The problem is that traditional state backends flatten that graph into a file, then ask teams to infer relationships, ownership, drift, inventory, and blast radius from something that was never designed to answer those questions.

With Stategraph, infrastructure inventory becomes queryable. Teams can inspect resources across states, search and browse their estate, query infrastructure with a SQL-like language, build dashboards, identify gaps, visualize dependencies, and understand blast radius from the state layer itself.

Infrastructure configuration management stops being just a file you apply and becomes operational data you can reason about.

Auditability follows from the same model. Stategraph keeps a transaction timeline that records Terraform operations and state changes, including who changed what and when, then connects that history to drift detection and PR automation so infrastructure state can participate in the same compliance and observability workflows as the rest of the software delivery system.

State should not be a blob that teams lock, rewrite, and hope they can explain later.

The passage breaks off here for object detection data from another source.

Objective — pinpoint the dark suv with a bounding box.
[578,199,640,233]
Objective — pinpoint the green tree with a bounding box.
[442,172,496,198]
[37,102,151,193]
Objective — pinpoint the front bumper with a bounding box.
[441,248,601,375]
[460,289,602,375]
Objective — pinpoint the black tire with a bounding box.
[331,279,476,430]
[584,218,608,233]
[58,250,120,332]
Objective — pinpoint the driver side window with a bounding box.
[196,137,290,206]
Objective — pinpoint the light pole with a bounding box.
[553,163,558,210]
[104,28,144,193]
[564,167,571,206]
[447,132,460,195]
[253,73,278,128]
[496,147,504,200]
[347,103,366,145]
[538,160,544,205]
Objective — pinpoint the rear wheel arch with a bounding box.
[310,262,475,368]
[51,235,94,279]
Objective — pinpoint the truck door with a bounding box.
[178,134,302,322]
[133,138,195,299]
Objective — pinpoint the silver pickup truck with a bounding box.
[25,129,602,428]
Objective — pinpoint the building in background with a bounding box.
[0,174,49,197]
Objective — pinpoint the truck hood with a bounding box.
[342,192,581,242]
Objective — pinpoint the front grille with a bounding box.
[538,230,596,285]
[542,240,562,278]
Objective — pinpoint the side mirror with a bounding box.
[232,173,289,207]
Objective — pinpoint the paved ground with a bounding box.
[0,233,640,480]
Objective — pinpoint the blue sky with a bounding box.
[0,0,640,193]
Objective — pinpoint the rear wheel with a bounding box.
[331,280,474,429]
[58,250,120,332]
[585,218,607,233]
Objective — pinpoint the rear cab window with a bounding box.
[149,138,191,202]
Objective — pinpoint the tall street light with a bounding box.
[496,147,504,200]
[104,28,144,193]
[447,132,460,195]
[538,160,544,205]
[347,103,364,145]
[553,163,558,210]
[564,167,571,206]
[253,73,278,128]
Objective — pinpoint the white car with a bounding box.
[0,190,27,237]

It should tell you what changed, who changed it, when it changed, and which resources were affected.

This is the next step for teams using Terraform or OpenTofu that have already done the obvious things. They have version control. They have CI. They have CD. They have automated testing. They have IaC. They have monitoring. The remaining problem is that the state layer has not caught up with the maturity of the rest of the workflow.

Conclusion

DevOps best practices are well understood now. Most serious software teams know they need version control, continuous integration, continuous delivery, automated testing, infrastructure as code, monitoring, incident processes, and continuous feedback.

The gap is no longer between teams that have heard of DevOps and teams that have not. The gap is between teams that have adopted DevOps practices and teams whose practices keep working as the organization, infrastructure, and delivery cadence grow.

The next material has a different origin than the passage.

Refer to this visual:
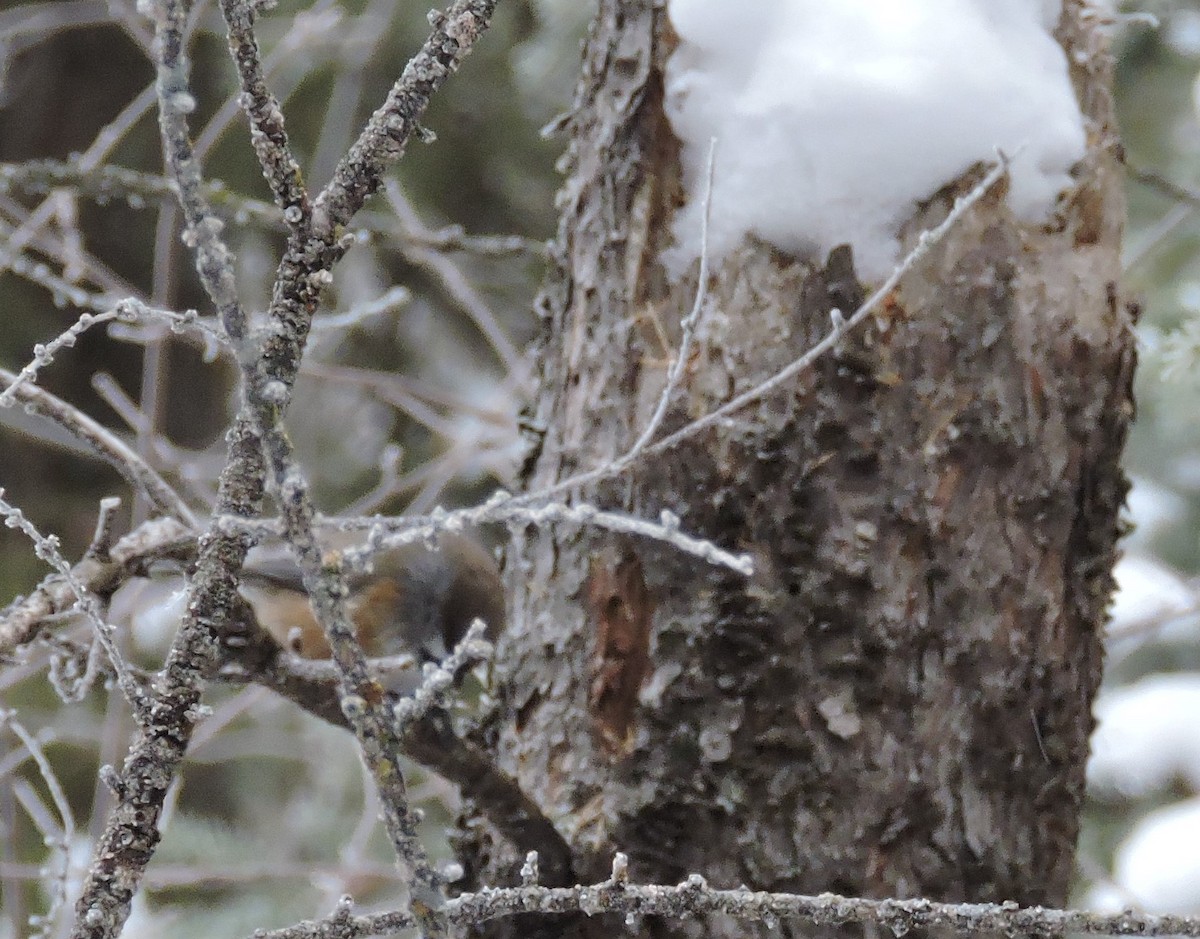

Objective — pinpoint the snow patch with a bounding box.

For infrastructure-focused teams, that often comes down to state. If Terraform or OpenTofu state is serialized behind global locks, if drift detection competes with deployment pipelines, if infrastructure inventory is not queryable, and if audits depend on reconstructing history from scattered tools, then the DevOps workflow is only mature above the waterline.

Stategraph is built for the layer underneath. For teams that want state management to match the maturity of the rest of their DevOps workflow, try Stategraph free.

DevOps best practice FAQs

What are the 7 DevOps practices?

The seven most commonly cited DevOps practices are version control, continuous integration, continuous delivery, continuous deployment, automated testing, infrastructure as code, and monitoring and observability. Different teams group them differently, and some add security, incident response, or continuous feedback as separate practices, but those seven cover the core DevOps lifecycle most teams mean when they talk about DevOps best practices.

What two practices is DevOps bringing together?

DevOps brings together software development and IT operations. The point is shared ownership of the software development lifecycle, from code changes and testing through deployment, monitoring, incident response, and continuous improvement.

How are DevOps practices best orchestrated?

DevOps practices are best orchestrated as a connected system, with shared ownership across development and operations teams, automation as the default path through the pipeline, and observability that spans application behavior, deployment history, infrastructure state, and change history. Tooling helps, but orchestration comes from the workflow. Tools only make that workflow executable.